18 agosto, 2010

A Difícil Arte de Jogar Fora




Amo editar.

Na edição é possível cortar todos os erros daquilo que uma pessoa falou.
Ou é possível deixar somente as coisas erradas que ela falou.

Com a edição é possível transformar uma mesma cena original nos mais variados estilos.
Dependendo da sequência de cortes, dependendo da velocidade das imagens, dependendo da trilha sonora é possível transformar um drama em um comédia; um pastelão em documentário; um casamento em terror.

Talvez isso seja o que me fascine.
Gosto de transformar as "sobras" de vídeo em bem elaborados "erros de gravação".
Gosto de pegar um detalhe e transformá-lo no centro das atenções.
Gosto de esconder os erros mais gritantes e ficar com um sorriso maroto nos lábios [ sendo o único a saber como foi feita a correção ].

Mas muitas vezes sinto certa dor em editar.
Acontece quando é preciso sintetizar, por questões de excesso de tempo, a fala de uma pessoa.
Nesse momento sou transformado em censor.
Fico com receio de calar uma voz que precisa ser ouvida.
Fico com receio de abafar talvez o único momento de uma pessoa poder falar ao mundo sobre sua vida, seus sentimentos, seus pensamentos.

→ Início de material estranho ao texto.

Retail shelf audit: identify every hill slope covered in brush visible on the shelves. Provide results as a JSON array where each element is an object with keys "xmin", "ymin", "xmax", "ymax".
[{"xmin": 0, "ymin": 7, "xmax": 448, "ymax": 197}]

Alguém falou que editar é "a arte de jogar fora".
É uma arte difícil.
Ser o juiz daquilo que deve permanecer na edição final não é fácil.
Escolher os melhores momentos e deletar os menos importantes exige uma dose de sangue frio.
Porém é um trabalho que precisa ser feito.
A edição final precisa conter somente os melhores momentos.
Não é possível assistir a tudo.

Passo muito trabalho para editar minha vida.
Tenho dificuldades para jogar fora seus piores momentos.
Esses momentos teimam em voltar e voltar e voltar ao meu campo de visão.
No "documentário da retrospectiva de minha vida" os momentos tristes e desastrosos saltam aos meus olhos.
Esses momentos insistem em serem estrelas da edição final.
Minha luta de cada dia é para afastar os momentos tenebrosos da lembrança.
Retirar o medo do caminho.
Desobstruir da mente situações do passado que me envergonham.

Ainda bem que posso editar.
Vou pegar todos esses momentos tristes e reeditar.
Vou colocar uma trilha sonora cômica nos acidentes e rir assitindo com meus amigos.
Nas cenas de solidão colocarei uma música erudita em imagens bem lentas para parecer contemplativo. Juntarei todas as imagens de amigos do presente e do passado para não esquecer de nenhum deles. Todos as cenas de família seram remontadas mantendo somente os momentos felizes.
De todas essas edições farei um compacto bem ritmado. Rápido. Fulminante. Eletrizante. Como um filme de aventura.

Esse compacto quero assistir no início de todas as manhãs de minha vida.


reblogado de Nataniel Scheffler: Algumas reflexões minhas sobre a vida.

Um comentário:

Mariana Herman disse...

Meu único comentário para esse texto é “queria tê-lo escrito”.